Ken Gentle

Coaching information
Club
| Years | Team | Gms | W | D | L | W% |
| 1984–85 | Western Suburbs | 48 | 6 | 2 | 40 | 13 |

= Ken Gentle =

Australian rugby league coach

Ken Gentle is an Australian former rugby league coach for the Western Suburbs Magpies.

Gentle served his coaching apprenticeship with Kiama, which he guided to a premiership in 1969. He had charge of Canterbury-Bankstown junior sides during the 1970s, culminating in SG Ball and Jersey Flegg premierships in 1978 and 1979 respectively.
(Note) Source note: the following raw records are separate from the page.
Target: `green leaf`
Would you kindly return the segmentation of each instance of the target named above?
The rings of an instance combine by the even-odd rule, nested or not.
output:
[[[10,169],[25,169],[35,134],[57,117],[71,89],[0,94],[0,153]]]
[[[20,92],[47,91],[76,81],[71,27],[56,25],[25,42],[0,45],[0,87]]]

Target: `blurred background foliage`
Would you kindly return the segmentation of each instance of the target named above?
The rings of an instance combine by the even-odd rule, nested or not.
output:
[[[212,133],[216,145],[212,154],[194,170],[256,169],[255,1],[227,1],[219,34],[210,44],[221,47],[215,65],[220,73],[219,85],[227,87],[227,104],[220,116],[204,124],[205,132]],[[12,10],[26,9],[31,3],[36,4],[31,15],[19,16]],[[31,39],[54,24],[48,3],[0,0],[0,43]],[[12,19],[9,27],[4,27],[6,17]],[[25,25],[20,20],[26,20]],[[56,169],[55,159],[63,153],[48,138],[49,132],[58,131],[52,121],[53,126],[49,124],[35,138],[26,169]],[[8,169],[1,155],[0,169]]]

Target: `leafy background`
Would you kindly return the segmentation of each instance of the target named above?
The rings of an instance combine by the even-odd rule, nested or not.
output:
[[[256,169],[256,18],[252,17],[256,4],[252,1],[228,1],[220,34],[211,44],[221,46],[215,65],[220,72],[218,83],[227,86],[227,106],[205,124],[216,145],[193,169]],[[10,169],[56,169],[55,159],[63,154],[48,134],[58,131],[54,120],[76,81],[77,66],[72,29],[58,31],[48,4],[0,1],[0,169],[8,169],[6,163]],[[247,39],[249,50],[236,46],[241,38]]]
Following a stint with the Western Suburbs under-23s and reserves, Gentle returned to Canterbury in 1983, to coach their reserves team.

At the end of the 1983 season, Gentle took over from Len Stacker as first-grade coach of Western Suburbs. He was appointed during a tumultuous pre-season, losing several of his players to rival clubs as the result of a decision by the NSWRL, later reversed, to omit them from the competition. Before they were re-admitted, Gentle had been set to return to Canterbury's reserves. He led the Magpies for two seasons, then in 1986 was replaced by Steve Ghosn.

Gentle's son Peter Gentle played for St. George and was an acting head coach of the Brisbane Broncos.